Dapagliflozin modulates neuronal injury via instigation of LKB1/p-AMPK/GABA R2 signaling pathway and suppression of the inflammatory cascade in an essential tremor rat model.

Background: However, disturbances in cellular energy demarcate neuronal hyperexcitability in essential tremor (ET); nevertheless, no available data relates energy sensors and GABAergic neurotransmission in ET. Noteworthy, reports have asserted dapagliflozin's (DAPA) role in enhancing autophagic sensors in other disorders. Herein, this study aims to investigate DAPA's impact on the GABA receptor subunit (GABA R2), notwithstanding the GABA A involvement, in an ET model.

Methods: ET was induced by a single dose of harmaline (30 mg/kg; i.p.), while DAPA (1 mg/kg/day; p.o.) was given for 5 days before ET induction. The autophagic sensors were examined by injecting a single dose of dorsomorphin (DORSO) AMPK inhibitor (0.2 mg/kg; i.p.) on the 5 day before ET induction.
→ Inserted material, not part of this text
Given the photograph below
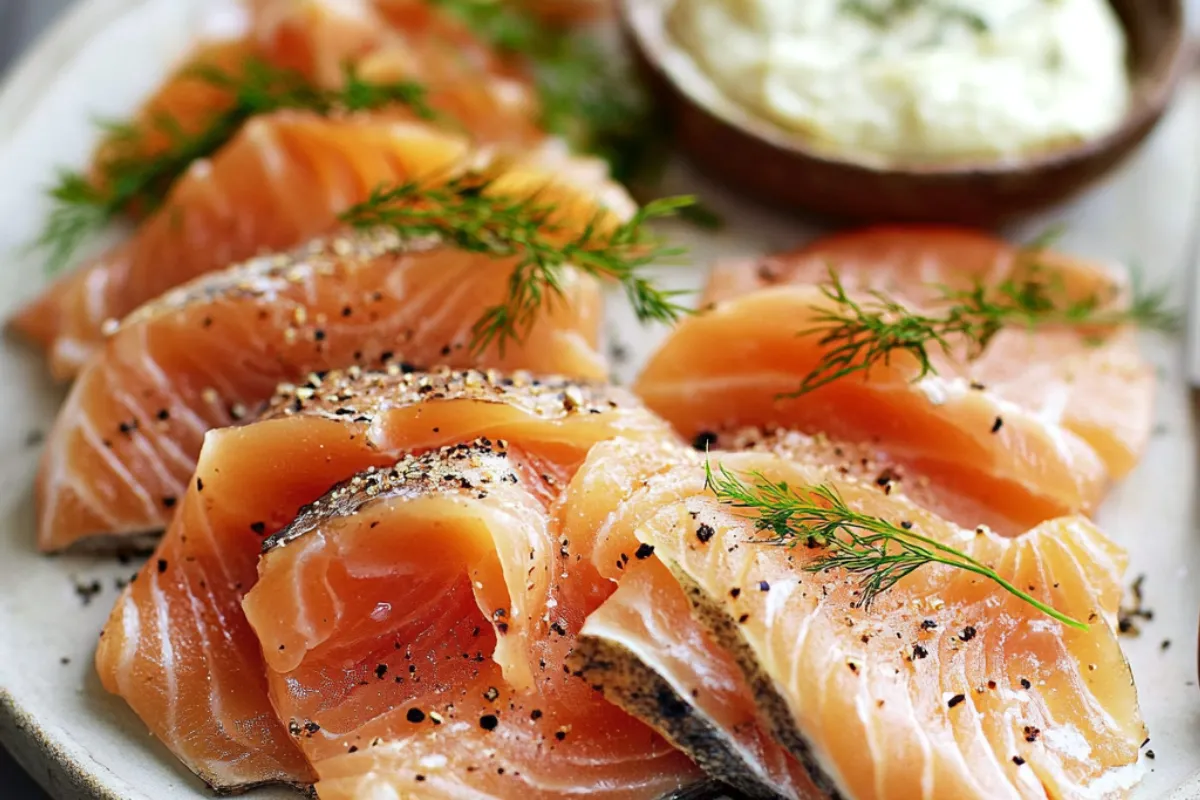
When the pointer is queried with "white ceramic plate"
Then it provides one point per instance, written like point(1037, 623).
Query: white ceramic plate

Results: DAPA decreased the HAR-induced tremor score and alleviated motor disabilities observed in the open field, rotarod, wire grip strength, and gait kinematics confirmed by reduced electrical activity in electroencephalogram. In the cerebella, DAPA curbed HAR-evoked inflammatory cytokines, apoptotic markers, and glutamate while restoring the disturbed GABA, BDNF, LKB1, p-AMPK, and GABA R2 levels. DAPA's effect was mostly obliterated by DORSO.

Conclusion: DAPA offers a potential neuroprotective effect in ET by augmenting the neuronal inhibitory machinery via suppressing the inflammatory and excitotoxicity systems through LKB1/p-AMPK/GABA R2 signaling.